Sharp finishing from first Danny Ings and then Pierre-Emile Højbjerg in added time gave Mark Hughes respite after a winless August. Zaha, meanwhile, was missing after the talismanic forward suffered a groin strain in training on Friday. There is perhaps no single player more important to any Premier League club, and Palace remains winless without the forward since September 2016. Southampton deservedly won their first three points of the season as they capitalised on the surprise absence of Wilfried Zaha to turn Crystal Palace over.
The pain of losing Zaha was only compounded by a profligate performance by Christian Benteke. Expected to stand up in his strike partner’s absence, the Belgian only floundered in the spotlight. He missed three standout chances, including one free header from barely six yards out.
Southampton may have sensed uncertainty in the hosts at a quiet Selhurst Park, notably shorn of the flags that used to dominate the Holmesdale end. With only a point to their name ahead of this fixture, Mark Hughes named an unchanged side to the one that was edged out at home by Leicester and they crafted three first-half openings.
The best of them came on the half hour when Ings juggled the ball to create room on the edge of the box and hit a sweet volley that was kept out of the goal by his own strike partner, Shane Long. Wayne Hennessey also tipped two long-range efforts from Højbjerg over the bar.
Ings opened the scoring within moments of the restart. The on-loan Liverpool forward has played as well as anyone in Hughes’s side since arriving on deadline day. When Cédric Soares hit a cross from the halfway line in the 47th minute he was alive to it. The Palace centre halves Mamadou Sakho and Martin Kelly were not. After Long had run a diversion, the ball drifted past both defenders and Ings poked home under Hennessey for his second goal of the season.

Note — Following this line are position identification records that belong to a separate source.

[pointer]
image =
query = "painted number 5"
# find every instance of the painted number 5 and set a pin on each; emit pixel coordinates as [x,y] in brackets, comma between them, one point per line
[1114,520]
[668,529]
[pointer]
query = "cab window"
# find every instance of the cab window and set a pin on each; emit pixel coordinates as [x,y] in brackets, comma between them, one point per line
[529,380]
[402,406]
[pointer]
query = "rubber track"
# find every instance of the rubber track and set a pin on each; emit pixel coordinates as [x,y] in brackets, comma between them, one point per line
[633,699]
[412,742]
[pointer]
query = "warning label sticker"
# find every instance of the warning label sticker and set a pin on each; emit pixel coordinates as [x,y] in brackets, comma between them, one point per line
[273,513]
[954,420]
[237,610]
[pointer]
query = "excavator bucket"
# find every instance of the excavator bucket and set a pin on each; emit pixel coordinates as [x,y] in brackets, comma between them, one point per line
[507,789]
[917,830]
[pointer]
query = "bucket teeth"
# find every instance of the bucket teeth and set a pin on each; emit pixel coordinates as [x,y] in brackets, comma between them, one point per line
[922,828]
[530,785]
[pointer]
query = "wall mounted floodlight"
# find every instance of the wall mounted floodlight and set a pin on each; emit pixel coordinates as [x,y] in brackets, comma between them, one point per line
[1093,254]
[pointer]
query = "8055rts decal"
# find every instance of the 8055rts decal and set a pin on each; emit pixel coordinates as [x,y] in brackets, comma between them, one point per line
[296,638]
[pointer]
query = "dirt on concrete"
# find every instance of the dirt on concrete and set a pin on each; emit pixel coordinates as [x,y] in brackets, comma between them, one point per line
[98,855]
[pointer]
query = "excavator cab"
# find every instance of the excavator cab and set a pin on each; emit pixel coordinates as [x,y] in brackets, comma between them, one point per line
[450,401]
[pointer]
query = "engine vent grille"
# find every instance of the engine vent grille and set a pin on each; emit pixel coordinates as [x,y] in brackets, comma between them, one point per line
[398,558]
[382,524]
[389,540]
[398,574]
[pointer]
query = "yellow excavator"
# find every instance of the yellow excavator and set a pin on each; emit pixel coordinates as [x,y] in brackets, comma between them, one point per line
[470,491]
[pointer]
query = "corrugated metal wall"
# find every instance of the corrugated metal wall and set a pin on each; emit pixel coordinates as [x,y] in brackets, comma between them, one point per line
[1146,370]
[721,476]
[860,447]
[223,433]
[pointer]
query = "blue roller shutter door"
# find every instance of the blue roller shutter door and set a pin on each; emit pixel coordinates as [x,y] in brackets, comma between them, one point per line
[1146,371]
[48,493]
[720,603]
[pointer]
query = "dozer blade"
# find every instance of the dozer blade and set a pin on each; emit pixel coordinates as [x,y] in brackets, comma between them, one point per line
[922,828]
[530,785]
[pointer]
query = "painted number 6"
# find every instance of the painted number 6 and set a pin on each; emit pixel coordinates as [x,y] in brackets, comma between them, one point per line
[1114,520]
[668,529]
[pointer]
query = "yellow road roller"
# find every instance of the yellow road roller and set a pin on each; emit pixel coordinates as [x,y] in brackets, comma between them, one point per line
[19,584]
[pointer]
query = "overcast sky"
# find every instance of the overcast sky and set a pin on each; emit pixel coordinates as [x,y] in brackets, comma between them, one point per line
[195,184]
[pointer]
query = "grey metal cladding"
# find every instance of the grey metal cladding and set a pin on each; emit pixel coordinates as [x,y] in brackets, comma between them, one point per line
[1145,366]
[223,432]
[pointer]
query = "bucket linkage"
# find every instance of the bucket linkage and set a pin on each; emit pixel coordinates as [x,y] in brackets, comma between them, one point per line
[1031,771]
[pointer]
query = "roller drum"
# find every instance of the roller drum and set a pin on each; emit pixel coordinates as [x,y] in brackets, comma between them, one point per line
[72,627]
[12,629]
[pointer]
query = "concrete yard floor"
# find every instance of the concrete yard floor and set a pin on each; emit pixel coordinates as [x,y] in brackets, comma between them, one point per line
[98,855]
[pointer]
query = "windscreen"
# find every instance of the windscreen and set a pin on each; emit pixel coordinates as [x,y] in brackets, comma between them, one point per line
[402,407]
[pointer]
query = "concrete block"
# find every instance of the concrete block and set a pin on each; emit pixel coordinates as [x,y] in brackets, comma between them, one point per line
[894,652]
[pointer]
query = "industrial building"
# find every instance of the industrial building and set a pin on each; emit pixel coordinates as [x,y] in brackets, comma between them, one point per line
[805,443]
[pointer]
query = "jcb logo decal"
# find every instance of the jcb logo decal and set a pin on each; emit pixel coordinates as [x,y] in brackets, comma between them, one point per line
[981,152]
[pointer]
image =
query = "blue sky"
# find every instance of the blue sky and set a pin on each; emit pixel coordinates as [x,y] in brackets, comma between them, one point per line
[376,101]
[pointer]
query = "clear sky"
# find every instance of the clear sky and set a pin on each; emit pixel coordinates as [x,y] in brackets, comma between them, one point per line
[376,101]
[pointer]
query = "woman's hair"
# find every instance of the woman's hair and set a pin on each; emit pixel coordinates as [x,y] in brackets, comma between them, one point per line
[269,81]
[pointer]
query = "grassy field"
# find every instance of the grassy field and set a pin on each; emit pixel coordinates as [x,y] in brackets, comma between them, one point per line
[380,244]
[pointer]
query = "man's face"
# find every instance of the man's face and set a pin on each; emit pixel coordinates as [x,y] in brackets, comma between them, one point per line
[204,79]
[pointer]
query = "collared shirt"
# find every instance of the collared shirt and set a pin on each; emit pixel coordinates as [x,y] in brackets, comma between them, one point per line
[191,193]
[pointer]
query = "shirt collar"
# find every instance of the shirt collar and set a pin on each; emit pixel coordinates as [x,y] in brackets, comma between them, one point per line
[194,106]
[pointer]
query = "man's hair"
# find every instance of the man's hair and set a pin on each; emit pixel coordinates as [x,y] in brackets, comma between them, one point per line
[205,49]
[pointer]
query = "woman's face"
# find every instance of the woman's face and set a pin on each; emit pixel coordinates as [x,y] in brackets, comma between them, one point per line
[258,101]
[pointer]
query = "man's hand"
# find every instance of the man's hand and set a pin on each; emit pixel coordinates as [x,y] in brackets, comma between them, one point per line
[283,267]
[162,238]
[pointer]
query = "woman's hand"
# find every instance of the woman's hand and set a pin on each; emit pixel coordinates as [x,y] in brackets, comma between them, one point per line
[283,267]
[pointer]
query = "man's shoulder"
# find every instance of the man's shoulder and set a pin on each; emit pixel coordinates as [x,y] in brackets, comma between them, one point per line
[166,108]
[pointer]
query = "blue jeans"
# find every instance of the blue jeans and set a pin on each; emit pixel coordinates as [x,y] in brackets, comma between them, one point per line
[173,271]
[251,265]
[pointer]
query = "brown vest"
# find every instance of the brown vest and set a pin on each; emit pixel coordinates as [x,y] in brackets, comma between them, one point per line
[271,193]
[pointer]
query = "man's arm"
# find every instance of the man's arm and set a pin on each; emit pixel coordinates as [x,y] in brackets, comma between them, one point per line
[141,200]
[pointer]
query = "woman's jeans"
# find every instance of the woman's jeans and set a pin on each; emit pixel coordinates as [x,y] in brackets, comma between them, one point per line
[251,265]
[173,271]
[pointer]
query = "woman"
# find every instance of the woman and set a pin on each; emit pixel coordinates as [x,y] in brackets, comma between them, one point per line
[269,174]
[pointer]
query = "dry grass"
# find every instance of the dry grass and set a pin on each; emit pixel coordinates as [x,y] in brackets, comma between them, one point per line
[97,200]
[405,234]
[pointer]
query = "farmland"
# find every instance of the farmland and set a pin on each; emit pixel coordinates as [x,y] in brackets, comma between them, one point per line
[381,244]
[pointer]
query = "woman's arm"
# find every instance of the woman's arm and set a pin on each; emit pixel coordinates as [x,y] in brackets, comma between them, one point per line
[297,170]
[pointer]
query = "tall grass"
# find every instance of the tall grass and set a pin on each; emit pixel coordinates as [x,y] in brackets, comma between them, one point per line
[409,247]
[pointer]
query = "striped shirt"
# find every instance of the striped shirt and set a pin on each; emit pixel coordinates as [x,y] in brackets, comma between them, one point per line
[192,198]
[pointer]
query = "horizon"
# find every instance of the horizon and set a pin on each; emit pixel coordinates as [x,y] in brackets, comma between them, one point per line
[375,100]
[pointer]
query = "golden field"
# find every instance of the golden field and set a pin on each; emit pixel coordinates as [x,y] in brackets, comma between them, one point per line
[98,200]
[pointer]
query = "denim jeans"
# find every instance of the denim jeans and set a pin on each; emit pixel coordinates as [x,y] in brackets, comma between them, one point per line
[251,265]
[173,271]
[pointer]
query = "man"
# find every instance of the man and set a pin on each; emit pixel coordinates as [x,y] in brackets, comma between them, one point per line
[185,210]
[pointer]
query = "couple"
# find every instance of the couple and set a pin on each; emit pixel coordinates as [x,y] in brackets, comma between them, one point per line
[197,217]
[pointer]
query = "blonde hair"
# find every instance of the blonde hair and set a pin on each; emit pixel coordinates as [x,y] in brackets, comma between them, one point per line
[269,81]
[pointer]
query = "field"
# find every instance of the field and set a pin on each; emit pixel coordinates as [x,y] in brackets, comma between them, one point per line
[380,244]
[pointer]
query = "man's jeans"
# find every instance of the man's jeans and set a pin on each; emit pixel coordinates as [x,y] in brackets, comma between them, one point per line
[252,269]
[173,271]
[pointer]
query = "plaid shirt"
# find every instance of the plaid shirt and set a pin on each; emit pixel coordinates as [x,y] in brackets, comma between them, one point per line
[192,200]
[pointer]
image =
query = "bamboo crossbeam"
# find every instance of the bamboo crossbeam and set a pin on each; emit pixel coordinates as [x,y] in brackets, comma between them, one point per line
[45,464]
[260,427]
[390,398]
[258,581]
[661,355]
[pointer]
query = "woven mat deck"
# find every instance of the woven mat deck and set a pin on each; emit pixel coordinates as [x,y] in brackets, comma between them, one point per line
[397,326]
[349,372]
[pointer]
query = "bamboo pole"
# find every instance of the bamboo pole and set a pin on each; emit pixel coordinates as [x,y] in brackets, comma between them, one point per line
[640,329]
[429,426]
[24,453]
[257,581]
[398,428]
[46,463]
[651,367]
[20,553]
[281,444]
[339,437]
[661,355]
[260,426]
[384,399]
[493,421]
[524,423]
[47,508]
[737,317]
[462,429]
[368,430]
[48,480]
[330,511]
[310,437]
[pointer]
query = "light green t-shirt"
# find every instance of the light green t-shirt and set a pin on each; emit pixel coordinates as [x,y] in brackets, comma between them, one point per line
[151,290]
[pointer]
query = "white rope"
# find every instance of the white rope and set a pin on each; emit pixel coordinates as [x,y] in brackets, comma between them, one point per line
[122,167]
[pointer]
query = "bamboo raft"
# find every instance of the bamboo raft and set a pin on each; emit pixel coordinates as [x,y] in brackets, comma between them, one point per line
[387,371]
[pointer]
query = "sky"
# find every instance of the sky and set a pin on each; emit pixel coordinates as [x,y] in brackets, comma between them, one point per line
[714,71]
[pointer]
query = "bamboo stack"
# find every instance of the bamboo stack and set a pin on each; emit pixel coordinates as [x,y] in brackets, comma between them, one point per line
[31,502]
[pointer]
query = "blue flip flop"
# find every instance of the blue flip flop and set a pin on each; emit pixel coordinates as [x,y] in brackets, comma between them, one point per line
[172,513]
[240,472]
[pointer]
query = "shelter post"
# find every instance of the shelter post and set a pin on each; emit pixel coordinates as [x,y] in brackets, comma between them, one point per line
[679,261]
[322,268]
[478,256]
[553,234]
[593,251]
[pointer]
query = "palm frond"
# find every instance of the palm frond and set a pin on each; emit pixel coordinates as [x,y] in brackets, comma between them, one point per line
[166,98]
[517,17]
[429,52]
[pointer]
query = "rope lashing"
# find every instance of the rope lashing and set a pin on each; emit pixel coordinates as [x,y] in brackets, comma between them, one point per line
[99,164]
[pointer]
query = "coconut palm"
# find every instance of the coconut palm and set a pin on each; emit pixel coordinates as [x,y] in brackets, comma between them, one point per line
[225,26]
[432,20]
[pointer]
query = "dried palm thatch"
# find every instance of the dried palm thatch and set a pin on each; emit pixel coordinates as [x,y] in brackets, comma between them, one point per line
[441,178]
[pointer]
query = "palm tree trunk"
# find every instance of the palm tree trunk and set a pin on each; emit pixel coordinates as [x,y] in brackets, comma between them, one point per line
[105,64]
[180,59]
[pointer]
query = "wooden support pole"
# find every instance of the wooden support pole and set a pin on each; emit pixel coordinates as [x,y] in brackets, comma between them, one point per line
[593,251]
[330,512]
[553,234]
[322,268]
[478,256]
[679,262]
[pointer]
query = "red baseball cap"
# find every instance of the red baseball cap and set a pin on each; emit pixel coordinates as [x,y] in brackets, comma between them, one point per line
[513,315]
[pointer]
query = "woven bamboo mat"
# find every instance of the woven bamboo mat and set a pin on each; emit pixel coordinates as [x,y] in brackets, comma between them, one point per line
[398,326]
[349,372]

Palace needed a response. McArthur curled a sweet strike on to the bar in the 55th minute. Seven minutes later and the hosts created their best chance of the match with Benteke sent clear on Alex McCarthy. It was the Belgian’s first big moment of the day and he drove his shot into the goalkeeper’s legs.
Moments later, Long hobbled off for Southampton and was replaced by Charlie Austin. Seconds after coming on, the substitute had won a penalty. The visitors had overwhelmed Palace in the left-back position and Soares’s cross flew right across the goal. Austin, standing at the back post, poked off a shot and Aaron Wan-Bissaka bent over to block it with his hand. It was a definite handball and earned the young full-back, who was just back from suspension, a yellow card. Austin went to take the kick himself but blew it, his tame effort straight down the centre of goal was saved by Hennessey’s feet.
The ball was barely under control again before Saints had another good opportunity, but Hennessey first saved a shot from Nathan Redmond, then saw winger Mohamed Elyounoussi turn the rebound on to the bar.
As the match reached its dying moments Palace threw caution to the wind and twice Benteke should have scored. First, he placed a header well over after a Luka Milivojevic corner and then, with just seconds of normal time remaining, he found himself unmarked on the edge of the six-yard area and, in receipt of a cross from Wan-Bissaka, he placed his header straight at McCarthy.
With the game running into six minutes of added time, Saints hit Palace on the counter. Substitute Matt Targett created the chance, drifting a ball from the left behind a high Palace rearguard. Højbjerg advanced on to it and made certain with his finish.